L’Institut de Veille Sanitaire a publié mi-janvier un bulletin épidémiologique sur la santé et le recours aux soins des migrants. D’après ce bulletin, les populations venant des pays du Maghreb seraient deux fois plus exposées au diabète que les autres et notamment les femmes maghrébines immigrées en France.

« Selon les données recueillies en 2002-2003 dans l’Enquête décennale santé, portant sur un échantillon de plus de 35 000 personnes résidant en France métropolitaine, la prévalence du diabète traité pharmacologiquement ou non était estimée à 7,5% [7,0%-8,0%] chez les personnes âgées de 45 ans ou plus, originaires de France et 14,0% [9,9%-18,0%] chez celles originaires d’un pays du Maghreb et résidant en France. Ces différences étaient davantage marquées chez les femmes (16,6% versus 6,5%) que chez les hommes (12,1% versus 8,6%). »

Et pourtant, l’obésité (facteur de risque du diabète) est moins fréquente dans ce cadre, d’après l’InVS, cela pourrait être dû à l’importance du facteur génétique ou il pourrait s’agir d’une autre forme de diabète.


« Les personnes diabétiques originaires d’un pays du Maghreb étaient moins souvent obèses (33% versus 42%) que celles originaires de France.
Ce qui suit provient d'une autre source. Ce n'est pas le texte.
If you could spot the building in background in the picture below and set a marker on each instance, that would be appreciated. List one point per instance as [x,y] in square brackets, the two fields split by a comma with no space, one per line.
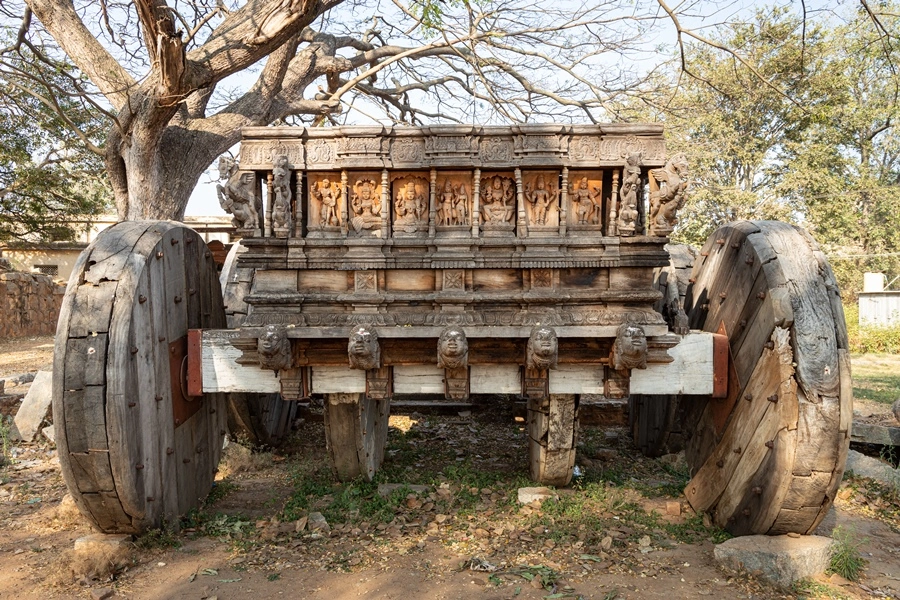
[56,259]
Elles déclaraient davantage de complications ophtalmologiques à âge, sexe, ancienneté du diabète, traitement antidiabétique et catégorie socioprofessionnelle équivalents. »

Conclusion

Cette étude montre la complexité du diabète et ses multiples causes (hérédité, obésité...) et confirme la nécessité de ne pas stigmatiser les personnes diabétiques en les rendant responsables de leur diabète.